Recognising the symptoms and understanding the back story has proved helpful, however: A spell of counselling, with the local Talking Therapies Team, was extremely useful – and gave me questions to apply, as well as strategies to use.

That instinctive rush of toxic adrenaline still kicks in automatically, the Amygdala not being a reasoning part of the brain; fight or flight (in my case, the latter) will still rear its ugly head and hiss through glistening fangs – but I am getting better, slowly.

It is not that I lack imagination, sympathy, empathy or understanding of other people’s lives: I know, logically, that quiet phases in a bond are healthy and attributable to life’s rich pageant playing out its colourful scenes; I know, with my adult mind, that it is not personal; I know that people are busy, stressed, off-line, away, doing other things.

But – and this is, I feel, the crucial point – that lizard brain is more akin to the instincts and reactions of the infant self than the adult. Babies scream because they are hungry or cold or in pain or lonely. We, by and large, do not – because we have learned that food is available, heaters can be turned on or off, analgesics can be downed, friends summoned.

I believe, however, that long-term abuse can reduce us to infant status in certain triggering situations. Mine, as I have said in this post, revolves around certain kinds of silence. I suppose, at some very deep level, I believe that the other will never come back; that I will never be forgiven; that something I have done or said or been has snapped the bond completely.

I do know that the origin of the baby-like fear predates the adult abuse: I was left, with relative strangers, aged thirteen months, while my next sister was born – and, long story short, was punished for wetting the bed. I felt utterly abandoned, I am quite sure.

I am determined to turn this problem around. I always recognise when its deep feelings are with me, and have adopted a question to use at times of actual panicking crisis: Has this person ever used punitive tactics, silence or otherwise, in the time we have known one another?

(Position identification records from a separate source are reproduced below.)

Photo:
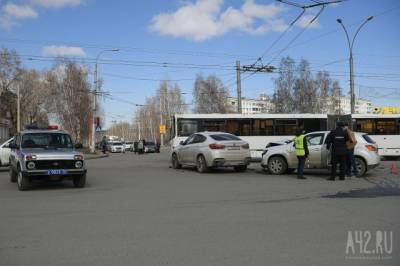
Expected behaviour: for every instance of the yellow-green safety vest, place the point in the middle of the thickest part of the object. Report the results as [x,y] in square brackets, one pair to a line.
[299,144]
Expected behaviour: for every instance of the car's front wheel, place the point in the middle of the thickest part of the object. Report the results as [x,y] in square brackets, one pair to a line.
[201,164]
[240,168]
[23,182]
[361,167]
[175,162]
[277,165]
[13,175]
[80,181]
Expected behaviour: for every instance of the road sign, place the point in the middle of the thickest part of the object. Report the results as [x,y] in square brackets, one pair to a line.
[162,129]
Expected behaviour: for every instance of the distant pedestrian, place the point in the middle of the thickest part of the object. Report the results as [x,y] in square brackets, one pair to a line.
[336,143]
[351,167]
[300,144]
[104,144]
[141,146]
[135,146]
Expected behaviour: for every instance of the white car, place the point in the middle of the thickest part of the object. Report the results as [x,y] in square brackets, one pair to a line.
[5,153]
[116,147]
[207,150]
[281,159]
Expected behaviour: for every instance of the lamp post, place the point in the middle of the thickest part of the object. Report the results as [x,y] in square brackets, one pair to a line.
[95,84]
[350,44]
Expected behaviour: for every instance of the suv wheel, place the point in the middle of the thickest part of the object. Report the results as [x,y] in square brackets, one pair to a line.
[240,168]
[175,161]
[277,165]
[361,167]
[23,182]
[80,181]
[13,175]
[201,164]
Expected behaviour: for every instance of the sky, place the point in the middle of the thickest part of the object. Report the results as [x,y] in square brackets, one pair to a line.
[178,39]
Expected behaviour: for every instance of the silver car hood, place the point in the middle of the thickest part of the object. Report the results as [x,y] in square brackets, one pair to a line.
[52,154]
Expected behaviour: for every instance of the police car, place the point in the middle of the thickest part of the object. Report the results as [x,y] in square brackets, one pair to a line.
[45,154]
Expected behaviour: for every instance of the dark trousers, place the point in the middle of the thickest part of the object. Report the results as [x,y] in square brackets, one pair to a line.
[341,159]
[350,163]
[300,165]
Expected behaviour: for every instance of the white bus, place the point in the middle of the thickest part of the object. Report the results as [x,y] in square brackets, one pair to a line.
[260,129]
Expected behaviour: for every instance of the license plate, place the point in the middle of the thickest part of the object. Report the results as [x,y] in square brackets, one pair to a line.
[56,172]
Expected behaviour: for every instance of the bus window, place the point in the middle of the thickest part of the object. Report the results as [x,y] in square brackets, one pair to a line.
[386,127]
[285,127]
[311,125]
[366,126]
[263,127]
[187,127]
[232,126]
[214,125]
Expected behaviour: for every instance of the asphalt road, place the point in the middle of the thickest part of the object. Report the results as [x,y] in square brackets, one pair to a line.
[136,210]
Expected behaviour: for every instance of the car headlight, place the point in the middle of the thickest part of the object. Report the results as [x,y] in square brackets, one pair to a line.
[31,165]
[78,157]
[78,164]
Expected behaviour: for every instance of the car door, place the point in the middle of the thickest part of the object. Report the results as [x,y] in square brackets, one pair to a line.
[315,147]
[195,147]
[184,150]
[5,153]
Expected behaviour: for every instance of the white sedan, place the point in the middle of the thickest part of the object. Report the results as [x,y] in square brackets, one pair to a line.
[207,150]
[5,153]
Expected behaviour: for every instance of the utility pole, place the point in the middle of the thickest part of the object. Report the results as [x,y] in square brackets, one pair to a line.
[95,92]
[239,86]
[350,44]
[161,123]
[18,110]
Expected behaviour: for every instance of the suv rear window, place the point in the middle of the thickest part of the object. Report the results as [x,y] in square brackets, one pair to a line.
[224,137]
[368,139]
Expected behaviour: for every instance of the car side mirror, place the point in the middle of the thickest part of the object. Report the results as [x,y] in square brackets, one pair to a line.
[78,146]
[13,146]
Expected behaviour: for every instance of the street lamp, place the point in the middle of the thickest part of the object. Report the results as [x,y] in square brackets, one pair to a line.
[351,43]
[95,83]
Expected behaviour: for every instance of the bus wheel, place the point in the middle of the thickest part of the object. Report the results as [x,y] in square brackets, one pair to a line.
[277,165]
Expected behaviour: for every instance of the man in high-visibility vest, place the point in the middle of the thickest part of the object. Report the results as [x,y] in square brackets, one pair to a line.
[300,144]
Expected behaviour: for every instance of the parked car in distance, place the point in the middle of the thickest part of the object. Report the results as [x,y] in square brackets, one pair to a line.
[116,146]
[281,159]
[150,146]
[5,153]
[128,146]
[206,150]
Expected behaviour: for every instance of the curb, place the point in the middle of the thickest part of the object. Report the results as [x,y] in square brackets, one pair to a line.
[93,157]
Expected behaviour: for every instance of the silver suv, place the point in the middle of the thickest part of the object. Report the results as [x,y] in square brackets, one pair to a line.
[281,159]
[45,155]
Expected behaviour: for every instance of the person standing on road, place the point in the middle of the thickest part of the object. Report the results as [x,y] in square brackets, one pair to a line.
[336,142]
[301,147]
[350,160]
[104,144]
[141,146]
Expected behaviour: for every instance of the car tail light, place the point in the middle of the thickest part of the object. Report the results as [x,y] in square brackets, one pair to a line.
[371,147]
[31,157]
[245,146]
[216,146]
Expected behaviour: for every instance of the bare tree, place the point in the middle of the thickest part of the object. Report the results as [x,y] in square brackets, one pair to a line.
[70,98]
[33,95]
[10,69]
[283,98]
[210,95]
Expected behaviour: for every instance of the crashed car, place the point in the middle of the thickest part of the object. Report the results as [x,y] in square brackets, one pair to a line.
[281,159]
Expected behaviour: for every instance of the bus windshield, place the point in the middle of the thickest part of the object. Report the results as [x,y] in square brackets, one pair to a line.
[46,141]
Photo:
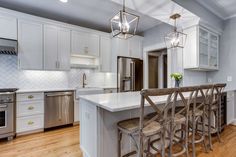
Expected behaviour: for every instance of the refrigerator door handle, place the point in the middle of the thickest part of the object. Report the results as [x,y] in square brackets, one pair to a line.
[132,71]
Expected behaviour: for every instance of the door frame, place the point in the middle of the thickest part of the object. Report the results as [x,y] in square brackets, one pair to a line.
[155,47]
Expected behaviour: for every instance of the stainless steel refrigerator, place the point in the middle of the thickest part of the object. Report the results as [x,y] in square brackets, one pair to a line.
[130,74]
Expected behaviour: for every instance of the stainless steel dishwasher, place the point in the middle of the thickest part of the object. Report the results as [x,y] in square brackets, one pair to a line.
[59,109]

And, of course, the answer – generally a firm, ‘No!’ – reassures me and tells me that, actually, most silences are non-toxic and do not need to churn me up inside at all. In the rare (very rare) cases in which a ‘Yes!’ answer comes back, I know how to deal with this too – but that is for another post!

Control by toxic silence does exist. It is a weapon of choice. The vast majority of people in my life would not dream of stooping so low, however – and, with that in mind, I am hopeful that I will, eventually, be able to exorcise this particular demon – and face life’s social silences with equanimity.